Q. 閉音節言語の話者にとっては促音や撥音が区別し辛いとのことでしたが、逆の開音節言語の話者は閉音節言語を聞くにあたって区別できない点はあるのでしょうか。また、カッターという単語において、音節が(カッ・ター)と分けられた場合、一音節の最後は母音で終わってないように感じるのですが、どうしてそこを区別することは難しいのでしょうか。

A. 閉音節言語の話者にとって難しいのは促音・長音・撥音を「聞き分ける」ことではなく、「自分で発音する」ことについてです。たとえば「カッター」は「カッ」で1拍2モーラ、「ター」で1拍2モーラとなりますが、それらに十分な長さを与える(トータルでは「カ」や「タ」のおよそ倍の時間をかけて発音する)という感覚が掴みにくいわけです。
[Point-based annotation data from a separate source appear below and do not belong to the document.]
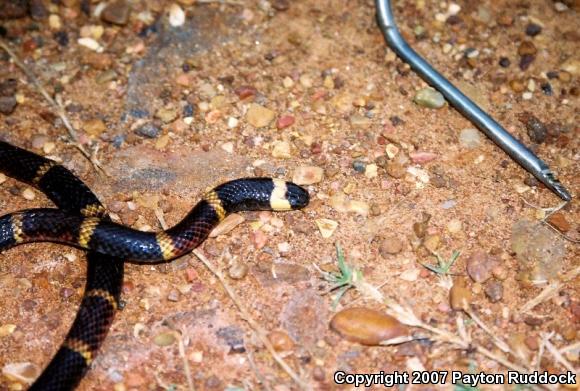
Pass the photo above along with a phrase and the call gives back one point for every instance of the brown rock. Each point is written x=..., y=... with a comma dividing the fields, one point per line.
x=13, y=9
x=117, y=12
x=494, y=291
x=480, y=266
x=281, y=341
x=390, y=245
x=7, y=104
x=459, y=295
x=396, y=170
x=527, y=48
x=94, y=127
x=100, y=61
x=559, y=221
x=366, y=326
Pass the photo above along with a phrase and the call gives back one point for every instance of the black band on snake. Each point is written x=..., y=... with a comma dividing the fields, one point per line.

たとえば英語話者にとって”cut”と”cunt”では(nの音の有無が区別され)各々異なる意味を産むことになりますが、どちらの単語も発音するのにかかる時間はほぼ変わりません。翻って日本語の「撥音」とは”n”だけで一定の時間を確保しないといけないものであり、その感覚は多くの英語話者にとって理解しがたいものがあります。そのため、自分で発音するうえでは日本語らしく十分な長さを取ることが難しくなります。「促音」についても同様ですが、「長音」に関するところでは”cut”と”cart”など母音の長短で意味が異なる例も広く認められ、他2つに比べれば多くの言語の話者にとって習得に支障はありません(朝鮮語については母音の長短が区別されないため、授業で扱った「カタ」のようなことが起こってしまうのですが)。

「カッ」は、お察しのとおり子音で終わっています。促音は日本語において数少ない閉音節の一つをなすものに位置づけられることになります。